NOW, THEREFORE, IN CONSIDERATION of the premises and other good and valuable consideration, the receipt and sufficiency of which are hereby acknowledged, the parties hereto agree as follows:
1. Defined Terms. Capitalized terms used herein but not otherwise defined herein shall have the meanings provided to such terms in the Credit Agreement.

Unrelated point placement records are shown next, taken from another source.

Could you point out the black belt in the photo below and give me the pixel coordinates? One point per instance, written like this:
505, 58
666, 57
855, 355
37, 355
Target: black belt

2. Amendments to Credit Agreement.
(a) Section 8.02. Section 8.02(q) of the Credit Agreement is hereby amended to read as follows:
(q) Investments consisting of guarantees of the trade credit obligations, real property leases, indemnification and other obligations with respect to deposit accounts, or other obligations of Subsidiaries in the ordinary course of business or in connection with any transaction permitted to be incurred under Section 8.03 (other than Investments constituting Guarantees of Indebtedness); and
(b) Section 8.03. Section 8.03(m) of the Credit Agreement is hereby amended to read as follows:
(m) Guarantees with respect to Indebtedness permitted under this Section 8.03 (including, for the avoidance of doubt, customary Guarantees of a Subsidiary that is a seller, servicer or originator of Receivables and Related Assets in connection with the transactions permitted under Section 8.03(f) and Section 8.03(q)); and
(c) Section 8.03. Section 8.03(q) of the Credit Agreement is hereby amended to read as follows:
(q) Indebtedness of SYNNEX Canada Limited and its Subsidiaries in an aggregate principal amount not to exceed C$125,000,000 at any time outstanding (including, for the avoidance of doubt, Indebtedness of SYNNEX Canada Limited and its Subsidiaries arising in connection with sales of Receivables and Related Assets contemplated by Section 8.05(f) entered into by SYNNEX Canada Limited and its Subsidiaries; provided that that the outstanding principal amount of all Indebtedness arising in connection therewith does not exceed C$125,000,000 (or its equivalent in another currency or currencies) at any time); and
(d) Section 8.05. Section 8.05 of the Credit Agreement is hereby amended to replace the “.” at the end of clause (e) with “; and” and to add a new clause (f) immediately following clause (e) to read as follows:
(f) with respect to the SYNNEX Canada Limited and its Subsidiaries, Dispositions of Receivables and Related Assets by way of a transaction or series of transactions permitted under Section 8.03(q) and pursuant to which such receivables are sold to a third party which is not the Borrower or any of its Subsidiaries, without recourse or with limited recourse of such third party to any of the Borrower or any of its Subsidiaries.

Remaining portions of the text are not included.